Jane: We would have heated arguments away from home because we did not want the children to know that we were fighting. During the over twenty years of being a wife and stay at
home mom, I felt as if all my personal hopes and dreams were put on hold. At the time, I just wanted to be
free and have some time for myself. I felt stuck. I wanted an
escape. I thought I could just pick up and leave without a
plan. I was willing to walk away and leave everything behind.
Nate: In the beginning, I was furious and felt very hurt. I didn't know where
all this was coming from. She was beyond difficult and bent on doing
whatever she wanted with no regard to me or our family. She wasn't thinking about the consequences of her actions, she only wanted to have things her way. She was on a road to self destruction.
Jane:
I admit that there was no talking sense into me. Through my eyes, I could
not see that the things that I was saying and doing was such a big deal. I felt like everyone was holding me back.
Nate:
At the time I felt that she was not the woman that I had married. I
knew that there was something wrong. She changed into a stranger
almost overnight. I didn't recognize the person in front of
me!

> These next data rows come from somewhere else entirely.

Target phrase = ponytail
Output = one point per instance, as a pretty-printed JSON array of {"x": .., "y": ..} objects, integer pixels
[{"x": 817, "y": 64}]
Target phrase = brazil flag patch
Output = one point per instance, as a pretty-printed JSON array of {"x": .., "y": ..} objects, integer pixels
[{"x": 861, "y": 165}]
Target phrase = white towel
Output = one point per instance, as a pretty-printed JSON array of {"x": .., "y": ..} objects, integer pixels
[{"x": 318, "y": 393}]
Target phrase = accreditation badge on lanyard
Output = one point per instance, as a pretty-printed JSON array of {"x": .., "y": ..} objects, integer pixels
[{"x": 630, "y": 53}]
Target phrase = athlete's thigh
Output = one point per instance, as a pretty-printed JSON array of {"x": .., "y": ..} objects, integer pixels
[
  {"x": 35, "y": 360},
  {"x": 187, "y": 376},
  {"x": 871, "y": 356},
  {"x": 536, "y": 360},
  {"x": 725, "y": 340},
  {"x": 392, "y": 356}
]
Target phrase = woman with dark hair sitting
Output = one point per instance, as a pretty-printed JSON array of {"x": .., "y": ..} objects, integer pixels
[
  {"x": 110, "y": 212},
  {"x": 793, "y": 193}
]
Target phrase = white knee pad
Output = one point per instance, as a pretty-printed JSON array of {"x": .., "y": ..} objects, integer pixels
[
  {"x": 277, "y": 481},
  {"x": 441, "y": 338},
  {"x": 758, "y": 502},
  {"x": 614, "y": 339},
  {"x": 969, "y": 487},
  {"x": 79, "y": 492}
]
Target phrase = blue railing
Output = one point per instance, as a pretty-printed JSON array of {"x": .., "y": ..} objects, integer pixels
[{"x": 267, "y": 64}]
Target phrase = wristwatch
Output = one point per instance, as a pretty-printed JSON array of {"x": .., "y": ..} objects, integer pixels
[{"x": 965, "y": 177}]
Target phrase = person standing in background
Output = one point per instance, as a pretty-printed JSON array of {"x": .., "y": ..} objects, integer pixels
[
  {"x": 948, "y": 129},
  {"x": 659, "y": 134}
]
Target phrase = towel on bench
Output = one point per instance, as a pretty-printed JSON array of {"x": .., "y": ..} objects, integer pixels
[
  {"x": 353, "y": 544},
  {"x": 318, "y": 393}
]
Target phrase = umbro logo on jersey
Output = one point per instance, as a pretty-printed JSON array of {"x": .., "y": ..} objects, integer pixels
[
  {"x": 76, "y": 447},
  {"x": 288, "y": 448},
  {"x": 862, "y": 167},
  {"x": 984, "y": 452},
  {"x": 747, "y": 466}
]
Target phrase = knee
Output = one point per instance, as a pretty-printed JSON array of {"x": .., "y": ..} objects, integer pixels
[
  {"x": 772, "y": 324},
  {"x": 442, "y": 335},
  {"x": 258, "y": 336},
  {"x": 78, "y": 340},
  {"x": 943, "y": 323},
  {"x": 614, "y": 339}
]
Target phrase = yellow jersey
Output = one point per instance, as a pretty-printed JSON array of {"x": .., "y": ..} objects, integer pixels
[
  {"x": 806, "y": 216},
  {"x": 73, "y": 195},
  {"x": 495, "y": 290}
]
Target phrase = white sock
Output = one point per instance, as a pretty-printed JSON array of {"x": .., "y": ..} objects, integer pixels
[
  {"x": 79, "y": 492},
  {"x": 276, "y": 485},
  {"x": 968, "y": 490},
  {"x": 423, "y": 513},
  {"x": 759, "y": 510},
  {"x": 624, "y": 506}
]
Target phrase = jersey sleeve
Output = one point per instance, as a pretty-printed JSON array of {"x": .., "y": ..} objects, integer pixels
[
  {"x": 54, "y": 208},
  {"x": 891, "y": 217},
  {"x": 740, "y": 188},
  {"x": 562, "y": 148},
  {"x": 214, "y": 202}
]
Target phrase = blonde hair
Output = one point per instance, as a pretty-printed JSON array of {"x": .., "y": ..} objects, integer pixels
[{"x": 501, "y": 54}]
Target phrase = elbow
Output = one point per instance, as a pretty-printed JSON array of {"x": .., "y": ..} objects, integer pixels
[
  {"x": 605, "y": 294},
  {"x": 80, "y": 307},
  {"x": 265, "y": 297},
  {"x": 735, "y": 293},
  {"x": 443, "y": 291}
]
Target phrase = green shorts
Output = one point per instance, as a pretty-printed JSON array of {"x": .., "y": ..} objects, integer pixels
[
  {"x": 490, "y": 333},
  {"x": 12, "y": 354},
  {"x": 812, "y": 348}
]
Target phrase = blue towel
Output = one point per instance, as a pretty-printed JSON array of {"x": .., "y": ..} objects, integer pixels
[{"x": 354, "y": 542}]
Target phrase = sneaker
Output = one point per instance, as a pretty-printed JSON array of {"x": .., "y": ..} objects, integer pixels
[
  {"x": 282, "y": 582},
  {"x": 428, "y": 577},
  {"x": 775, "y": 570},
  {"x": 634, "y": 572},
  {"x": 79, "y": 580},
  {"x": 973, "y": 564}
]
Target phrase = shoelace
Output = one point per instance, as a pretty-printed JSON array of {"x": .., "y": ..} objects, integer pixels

During one of our conversations, I stood up and held out my
hand. I said, "Hello, I don't think we've met. My name is
Nathan. What's your name?"
Jane: While we were going through counseling the psychologist suggested that we get a divorce. Through all the crazy things that were
going through my mind, I always knew that my husband loved me. Looking back, it pains me to know that I had treated him the way the I did. Even though I was combative and irrational, he tried his best to make
sure I was happy.
Jane: We enjoy
walking around our little town. On
our daily walks we discuss many different things. Sometimes one
of us will bring up a hot topic from the past. What started out as
fighting has now changed. We no longer argue. We now enjoy each other's
company. As we stroll along the waterfront we hold hands. My
husband is not only the love of my life, he is my best
friend. I am grateful that he did not give up on me.
Photo by Linda Zoe Masters |
Jane: During
the day we would see the mountains and the Seattle Space Needle in the
distance. At night, we would look at the lights of the Seattle skyline
and watch the planes fly overhead to and from SeaTac.
Nate: It does
not matter what season it is, we still go for our walks.
Jane:
On crisp, cool summer nights the flowers are fragrant. We'd walk
around searching for the smells. If it was cold, he'd offer me
his coat. He still opens doors for me. Through all the things that
we have been through he has always been a perfect gentleman, even while I was
treating him badly.
Nate:
As a couple, we are in a better place. Now that we know
that Jane has bipolar disorder, we discuss the things what we have learned and
the steps we are taking to improve our lives. Through my reading I have learned that when dealing with someone with bipolar disorder in a depressive or manic phase, you are talking to the symptoms of the disorder not the individual. It took me a long time to understand that.